Dreams are subjective experiences during sleep, consisting of complex and organised images that she temporal progression (Farthing, 1992). For decades, dream investigators have tried to demystify the phenomenon of dreams and a number of theories have been established with no definitive unifying theory still. This essay aims to compare and contrast the functions and dreams of two contemporary theories of dreams: the threat simulation theory (TST) posited by Anitti Revonsuo (2001) and the information-processing theory (IPT) put forth by Rosalind Cartwright (2010). .

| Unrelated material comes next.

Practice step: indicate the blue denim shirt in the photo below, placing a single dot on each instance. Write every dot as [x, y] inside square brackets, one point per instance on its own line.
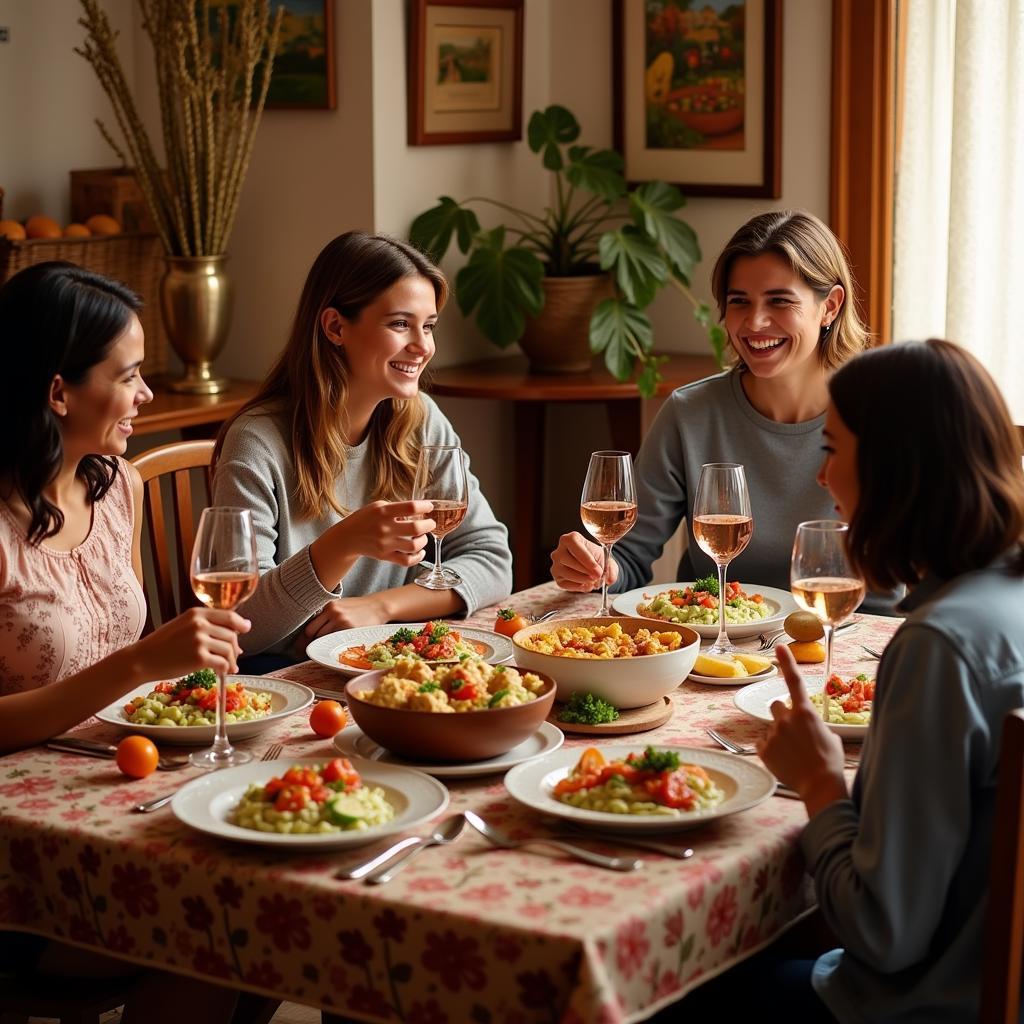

TST adopts the evolutionary perspective, namely the idea of natural selection, whereby in the context of a dangerous ancestral environment, organisms adopt characteristics that increased the probability of the species' survival. Hence, the TST of dreaming posits that dreaming, as an existing surviving trait, having been passed down, must serve some adaptive and useful function. TST argues that dreams simulate the dangers and perceived threats of the waking world and permits the dreamer to rehearse threat perception and to practise one's instinctual survival skills, thereby increasing overall fitness. .
IPT argues that dreams create emotionally salient experiences that reflect one's waking concerns and that are mixed with one's memories. Over time the dreams allow the dreamer to process emotional information and to work out those concerns, serving mood-regulating functions and increasing one's adaptability to the stressful events that created the waking concerns. .
This essay argues that in terms of functions, according to TST, dreams serve a natural and biological function of survival and according to IPT, dreams serve an invented and psychological function of emotional regulation. Both theories are similar in the suggestion that dreams serve an assimilatory function whereby one processes information, albeit one relating to survival threats and the other relating to waking concerns.